Results: The model resulted in an immediate 90% flow reduction (P <.001, paired t test) in the vein graft on the ligated side, and a 36% increase (P =.01) in contralateral graft flow. This persisted as approximately 15-fold flow differential throughout the 28-day period. The construction yielded a 15-fold differential in wall shear stress between low-flow and high-flow vein grafts (P <.001, two-way repeated measures analysis of variance). Intimal hyperplasia began by day 3, and was 6-fold more in low wall shear grafts by 28 days (230.6 +/- 35.4 microm intimal thickness vs 36.1 +/- 17.6 microm for low shear versus high shear grafts; P =.001). For both cytokines time independently affected mRNA expression (P <.001, global analysis of variance). Exposure of vein grafts to the arterial circulation markedly up-regulated IL-1 beta at 1 day, with significantly more induction in the low shear setting (P =.002). IL-1 beta protein localized to the developing neointima at days 1 and 3. Conversely, IL-10 slowly increased until day 14, with significantly more expression in the high shear grafts (P <.001).

Conclusions: Vein graft adaptation induces early pro-inflammatory cytokine IL-1 beta expression and delayed protective IL-10 expression (most notable under high shear conditions), both of which are modulated by wall shear. These differential temporal windows offer strategies for appropriately timed pro-inflammatory or anti-inflammatory therapies to interrupt pathologic vein graft adaptations.

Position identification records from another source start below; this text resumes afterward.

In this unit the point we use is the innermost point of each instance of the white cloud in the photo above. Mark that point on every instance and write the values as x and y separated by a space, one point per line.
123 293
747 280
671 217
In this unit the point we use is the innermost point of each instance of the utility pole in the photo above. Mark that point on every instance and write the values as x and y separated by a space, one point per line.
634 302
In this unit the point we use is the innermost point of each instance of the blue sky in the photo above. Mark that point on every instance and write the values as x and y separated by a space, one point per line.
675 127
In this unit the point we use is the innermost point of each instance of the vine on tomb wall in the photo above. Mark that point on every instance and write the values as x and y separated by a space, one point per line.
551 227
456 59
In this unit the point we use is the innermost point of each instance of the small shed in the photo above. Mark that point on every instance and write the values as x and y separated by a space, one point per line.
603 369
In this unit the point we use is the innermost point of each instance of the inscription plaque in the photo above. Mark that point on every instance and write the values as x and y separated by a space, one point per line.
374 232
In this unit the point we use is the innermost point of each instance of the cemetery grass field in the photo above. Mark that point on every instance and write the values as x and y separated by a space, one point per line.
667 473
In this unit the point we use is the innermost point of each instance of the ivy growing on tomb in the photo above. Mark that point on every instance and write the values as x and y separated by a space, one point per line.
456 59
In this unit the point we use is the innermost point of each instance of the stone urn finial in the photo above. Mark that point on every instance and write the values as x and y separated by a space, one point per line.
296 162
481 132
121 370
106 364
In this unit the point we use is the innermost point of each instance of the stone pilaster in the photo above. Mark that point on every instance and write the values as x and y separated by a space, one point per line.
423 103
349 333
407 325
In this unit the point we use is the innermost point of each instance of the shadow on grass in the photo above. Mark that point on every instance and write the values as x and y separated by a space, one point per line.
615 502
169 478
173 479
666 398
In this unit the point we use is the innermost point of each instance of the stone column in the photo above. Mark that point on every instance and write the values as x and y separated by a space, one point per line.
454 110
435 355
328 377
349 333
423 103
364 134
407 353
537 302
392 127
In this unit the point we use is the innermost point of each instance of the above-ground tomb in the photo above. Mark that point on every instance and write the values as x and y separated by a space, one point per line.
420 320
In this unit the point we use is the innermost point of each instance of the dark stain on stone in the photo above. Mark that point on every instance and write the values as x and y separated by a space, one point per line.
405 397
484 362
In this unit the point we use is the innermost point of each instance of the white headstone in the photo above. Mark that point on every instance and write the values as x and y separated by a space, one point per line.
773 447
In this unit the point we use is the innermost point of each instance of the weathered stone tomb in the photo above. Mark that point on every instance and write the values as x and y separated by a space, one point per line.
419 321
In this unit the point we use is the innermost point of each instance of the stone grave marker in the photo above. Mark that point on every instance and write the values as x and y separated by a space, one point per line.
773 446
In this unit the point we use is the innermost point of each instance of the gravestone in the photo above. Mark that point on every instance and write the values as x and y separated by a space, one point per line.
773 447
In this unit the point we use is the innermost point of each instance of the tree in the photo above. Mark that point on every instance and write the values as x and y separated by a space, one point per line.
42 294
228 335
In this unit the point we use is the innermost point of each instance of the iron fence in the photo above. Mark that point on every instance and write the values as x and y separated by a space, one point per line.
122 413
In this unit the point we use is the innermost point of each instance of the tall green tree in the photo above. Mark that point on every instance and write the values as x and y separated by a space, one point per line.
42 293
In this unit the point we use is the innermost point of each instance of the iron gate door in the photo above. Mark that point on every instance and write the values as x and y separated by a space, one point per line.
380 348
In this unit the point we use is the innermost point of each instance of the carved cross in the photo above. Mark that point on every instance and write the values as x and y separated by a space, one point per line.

Clinical relevance: Neointimal hyperplasia continues to limit the durability of vein bypass grafts. Emerging evidence suggests that inflammatory mechanisms drive the neointimal hyperplasic response. This study demonstrates that specific hemodynamic forces (altered wall shear stress) differentially affect early pro-inflammatory interleukin (IL)-1 beta and delayed anti-inflammatory IL-10 signaling. These distinct temporal windows for IL-1 beta and IL-10 cytokine expression offer strategies for appropriately timed pro-inflammatory and anti-inflammatory therapies to interrupt pathologic vein graft adaptations.